E i segni della ferita greca nei conti bancari sono tuttora visibili. L’altroieri il Credit Agricole ha di nuovo ripulito le scorie greche. Tra la svalutazione dei bond e gli accantonamenti per la banca greca Emporiki, di cui la banca francese detiene una quota di capitale, il prezzo pagato nel primo trimestre è stato di 940 milioni di perdite.

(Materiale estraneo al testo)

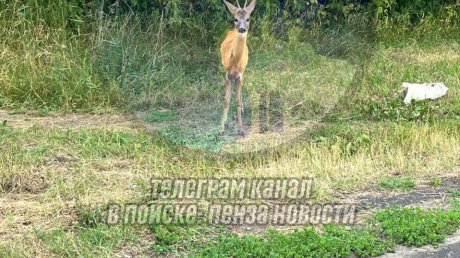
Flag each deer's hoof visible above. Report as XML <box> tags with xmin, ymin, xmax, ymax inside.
<box><xmin>238</xmin><ymin>129</ymin><xmax>246</xmax><ymax>137</ymax></box>
<box><xmin>218</xmin><ymin>130</ymin><xmax>225</xmax><ymax>137</ymax></box>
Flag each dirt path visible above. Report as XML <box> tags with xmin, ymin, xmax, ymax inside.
<box><xmin>357</xmin><ymin>176</ymin><xmax>460</xmax><ymax>257</ymax></box>
<box><xmin>356</xmin><ymin>176</ymin><xmax>460</xmax><ymax>211</ymax></box>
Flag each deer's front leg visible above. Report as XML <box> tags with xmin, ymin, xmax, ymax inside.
<box><xmin>219</xmin><ymin>78</ymin><xmax>232</xmax><ymax>136</ymax></box>
<box><xmin>236</xmin><ymin>78</ymin><xmax>245</xmax><ymax>137</ymax></box>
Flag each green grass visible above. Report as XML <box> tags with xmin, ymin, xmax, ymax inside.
<box><xmin>0</xmin><ymin>125</ymin><xmax>217</xmax><ymax>196</ymax></box>
<box><xmin>429</xmin><ymin>178</ymin><xmax>442</xmax><ymax>187</ymax></box>
<box><xmin>25</xmin><ymin>204</ymin><xmax>460</xmax><ymax>257</ymax></box>
<box><xmin>0</xmin><ymin>3</ymin><xmax>123</xmax><ymax>111</ymax></box>
<box><xmin>341</xmin><ymin>41</ymin><xmax>460</xmax><ymax>122</ymax></box>
<box><xmin>137</xmin><ymin>32</ymin><xmax>356</xmax><ymax>152</ymax></box>
<box><xmin>448</xmin><ymin>190</ymin><xmax>460</xmax><ymax>198</ymax></box>
<box><xmin>374</xmin><ymin>206</ymin><xmax>460</xmax><ymax>247</ymax></box>
<box><xmin>2</xmin><ymin>120</ymin><xmax>459</xmax><ymax>256</ymax></box>
<box><xmin>195</xmin><ymin>225</ymin><xmax>394</xmax><ymax>258</ymax></box>
<box><xmin>139</xmin><ymin>201</ymin><xmax>460</xmax><ymax>257</ymax></box>
<box><xmin>35</xmin><ymin>226</ymin><xmax>137</xmax><ymax>257</ymax></box>
<box><xmin>145</xmin><ymin>110</ymin><xmax>178</xmax><ymax>123</ymax></box>
<box><xmin>0</xmin><ymin>245</ymin><xmax>18</xmax><ymax>258</ymax></box>
<box><xmin>150</xmin><ymin>225</ymin><xmax>226</xmax><ymax>254</ymax></box>
<box><xmin>1</xmin><ymin>118</ymin><xmax>459</xmax><ymax>199</ymax></box>
<box><xmin>378</xmin><ymin>176</ymin><xmax>416</xmax><ymax>191</ymax></box>
<box><xmin>1</xmin><ymin>1</ymin><xmax>460</xmax><ymax>257</ymax></box>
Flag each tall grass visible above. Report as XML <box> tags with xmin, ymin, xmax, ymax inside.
<box><xmin>0</xmin><ymin>1</ymin><xmax>459</xmax><ymax>112</ymax></box>
<box><xmin>0</xmin><ymin>2</ymin><xmax>123</xmax><ymax>111</ymax></box>
<box><xmin>88</xmin><ymin>12</ymin><xmax>227</xmax><ymax>111</ymax></box>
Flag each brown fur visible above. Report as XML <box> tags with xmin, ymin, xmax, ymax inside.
<box><xmin>220</xmin><ymin>30</ymin><xmax>249</xmax><ymax>78</ymax></box>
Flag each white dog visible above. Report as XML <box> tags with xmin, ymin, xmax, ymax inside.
<box><xmin>402</xmin><ymin>82</ymin><xmax>448</xmax><ymax>104</ymax></box>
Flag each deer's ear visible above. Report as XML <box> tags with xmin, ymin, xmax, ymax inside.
<box><xmin>223</xmin><ymin>0</ymin><xmax>239</xmax><ymax>15</ymax></box>
<box><xmin>245</xmin><ymin>0</ymin><xmax>256</xmax><ymax>15</ymax></box>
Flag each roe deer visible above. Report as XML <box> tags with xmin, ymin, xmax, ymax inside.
<box><xmin>219</xmin><ymin>0</ymin><xmax>256</xmax><ymax>137</ymax></box>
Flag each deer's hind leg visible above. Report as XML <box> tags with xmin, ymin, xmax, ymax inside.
<box><xmin>219</xmin><ymin>76</ymin><xmax>232</xmax><ymax>136</ymax></box>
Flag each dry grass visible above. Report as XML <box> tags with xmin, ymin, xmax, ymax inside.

Ma il fardello per le banche del prezzo pagato all’agonia di Atene pesa ormai da molto tempo. L’ipotesi sempre più accreditata di un’uscita dalla moneta unica ha visto sia lunedì che martedì la picchiata dei titoli bancari in tutta Europa.
La crisi delle banche Ue
E ad andare a ritroso si scopre che da inizio 2010, dall’avvio della crisi ellenica, le banche di Atene hanno azzerato di fatto il loro valore con perdite tra il 90% e il 97%. I due big spagnoli (Santander e Bbva) hanno dimezzato le quotazioni in soli due anni e mezzo. Ancora più pesante il bilancio per Intesa Sanpaolo (-65% da inizio 2010) e UniCredit con un sonoro -82 per cento. Ovvio che per l’Italia conti il forte peso specifico delle banche sul listini e quindi se si vende Italia, si vendono in primis le banche.
Bruciati 270 miliardi
Ma anche la solida Germania paga dazio all’insistita agonia di Atene: Deutsche Bank lascia sul terreno dall’inizio della crisi greca ben il 35% del suo valore, mentre per Commerzbank la caduta è del 68% a fronte di un Dax positivo per il 3%. E il terzetto britannico (Lloyd’s; Barclays e Rbs) vede perdite per un terzo del valore contro l’indice che perde solo il 4 per cento. L’effetto domino per le banche di tutta Europa in realtà c’è già stato. E se si guarda all’indice bancario dello Stoxx600 si scopre che da inizio del 2010 sono stati bruciati 270 miliardi di capitalizzazione. In buona parte sull’altare di Atene e della miopìa della Merkel.